Maharashtra

Afrah Shafiq


Grant Period: Over one year

For working with the cultural history archive at the Centre for Studies in Social Sciences Calcutta (CSSSC) which contains a wide variety of visual materials from eighteenth- and nineteenth-century Bengal that includes books, journals, popular paintings, prints, posters, hoardings, advertisements and commercial art productions. Afrah’s research will culminate in a series of short videos that will portray stories of resistance of women in the nineteenth century, loosely themed around ‘Women and Impudence/Cheeky Girls’.

Mohit Takalkar


Grant Period: Over two months

For the creation of a production based on a Marathi script titled ‘Flat Number F-1/105’. Through active collaborations among the director, actors and the playwright, the performance seeks to address issues around identity through a reflection on the aesthetic and political perceptions of ‘colour’.

Kush Badhwar


Grant Period: Over one year

For research, collation and documentation of materials from archives related to the practice of a revolutionary poet who has been an active advocate for a separate state of Telangana.

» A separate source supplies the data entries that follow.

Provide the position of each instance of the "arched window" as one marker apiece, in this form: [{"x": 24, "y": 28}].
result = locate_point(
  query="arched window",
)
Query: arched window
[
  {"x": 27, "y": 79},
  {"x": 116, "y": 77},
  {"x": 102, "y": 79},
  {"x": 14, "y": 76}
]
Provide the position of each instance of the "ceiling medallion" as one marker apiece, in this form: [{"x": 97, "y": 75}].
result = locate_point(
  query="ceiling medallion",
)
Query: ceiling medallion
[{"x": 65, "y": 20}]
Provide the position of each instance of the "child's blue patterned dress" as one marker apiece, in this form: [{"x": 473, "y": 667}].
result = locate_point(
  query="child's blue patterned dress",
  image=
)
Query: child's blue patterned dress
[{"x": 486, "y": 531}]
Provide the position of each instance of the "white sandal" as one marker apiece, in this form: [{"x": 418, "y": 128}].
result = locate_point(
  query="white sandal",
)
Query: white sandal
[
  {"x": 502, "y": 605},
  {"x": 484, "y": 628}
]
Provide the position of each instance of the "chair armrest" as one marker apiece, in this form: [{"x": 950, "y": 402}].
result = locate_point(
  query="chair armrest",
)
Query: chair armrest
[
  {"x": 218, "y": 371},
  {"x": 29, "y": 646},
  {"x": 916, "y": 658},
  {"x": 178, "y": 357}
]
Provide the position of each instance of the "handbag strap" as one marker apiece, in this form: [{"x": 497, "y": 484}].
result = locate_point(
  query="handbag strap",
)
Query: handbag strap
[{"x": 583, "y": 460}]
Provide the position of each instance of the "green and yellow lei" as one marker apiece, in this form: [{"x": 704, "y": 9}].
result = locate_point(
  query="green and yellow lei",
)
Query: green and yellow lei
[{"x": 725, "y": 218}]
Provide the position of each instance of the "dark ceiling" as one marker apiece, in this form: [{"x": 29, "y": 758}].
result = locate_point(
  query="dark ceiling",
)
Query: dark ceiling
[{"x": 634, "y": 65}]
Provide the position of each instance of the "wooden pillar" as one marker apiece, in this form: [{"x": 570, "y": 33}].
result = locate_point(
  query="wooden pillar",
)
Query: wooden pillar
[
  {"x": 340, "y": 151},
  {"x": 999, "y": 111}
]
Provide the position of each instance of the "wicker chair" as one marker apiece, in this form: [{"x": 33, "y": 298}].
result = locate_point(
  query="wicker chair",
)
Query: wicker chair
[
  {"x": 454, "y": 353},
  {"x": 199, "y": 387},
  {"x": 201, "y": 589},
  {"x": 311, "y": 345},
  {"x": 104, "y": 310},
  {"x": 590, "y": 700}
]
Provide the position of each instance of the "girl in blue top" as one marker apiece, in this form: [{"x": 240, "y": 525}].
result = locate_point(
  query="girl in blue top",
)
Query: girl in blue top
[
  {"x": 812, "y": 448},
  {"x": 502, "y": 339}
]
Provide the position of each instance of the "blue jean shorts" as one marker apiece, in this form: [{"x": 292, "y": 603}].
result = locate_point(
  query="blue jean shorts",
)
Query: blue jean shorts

This artistic engagement will be documented through photographs, text, video, and recorded audios of political discourse, conversations and interviews.

Rajula Shah


Grant Period: Over eight months

For a film and web platform on the journey of Warkaris, the Vaishnavite pilgrims who undertake an annual expedition to Pandharpur in Maharashtra. The filmmaker seeks to document the journey and map it on a web platform, while simultaneously linking various points enroute to textual material describing the journey. This project wishes to traverse the boundary between cinema and web technology where every viewer will have a different narrative experience of the journey depending on the choices they make.

Anand Tharaney


Grant Period: One year and six months

For research into the popular subculture of automatons displayed during the Ganesh Chaturthi festival in Mumbai. His research will lead to the production of a film exploring the mythologies around these religious displays. The film will highlight the working of the low-tech automaton industry, while allowing for a creative and fictitious depiction of the research material in the form of a film. The collected material will also result in an installation piece.

Ashutosh Potdar


Grant Period: Over one year

For critical reflection on the relationships between theatre, history and society through the study of modes of production and consumption of nataks in Maharashtra in the early colonial period.

Jyoti Dogra


Grant Period: Over one year and six months

For research towards production and dissemination across six tier B cities of a performance piece, tentatively titled Notes on Chai. The performance will explore the idea of the quotidian in everyday life, by combining realistic character-based pieces with abstract sounds.

Nida Ghouse


Grant Period: Over one year

For research towards a curatorial project exploring the history of early sound and sound technology through archival research and interviews, as well as artistic collaborations between the researcher and a Bombay-based curator, artists, sound recordists, sound theorists, musicians, linguists, researchers and writers whose practices contribute to an understanding of sound ecologies in India.

Neha Choksi


Grant Period: Over one year

For research at various archives of science and astronomy and at Jain religious archives in India leading to a multi-part art project titled The Weather Inside Me. The project will trace the history of science, weather and solar observations in India from pre-colonial to post-colonial times. The religious archives will be referenced to investigate the centrality of the sun in Jainism and its resulting impact on time and memory in our lives.

Shumona Goel


Grant Period: Over one year

For the sturdy of vintage educational film footage the Indian Space Research Organisation (ISRO) archives, produced as part of the Satellite Instructional Television Experiment (SITE) programme. This programme was established by NASA and ISRO in 1975-76 to impart a ‘modern and scientific outlook to rural India’. The fellowship outcome will be a symposium and, subject to availability of further funding from other sources, a film using the found footage.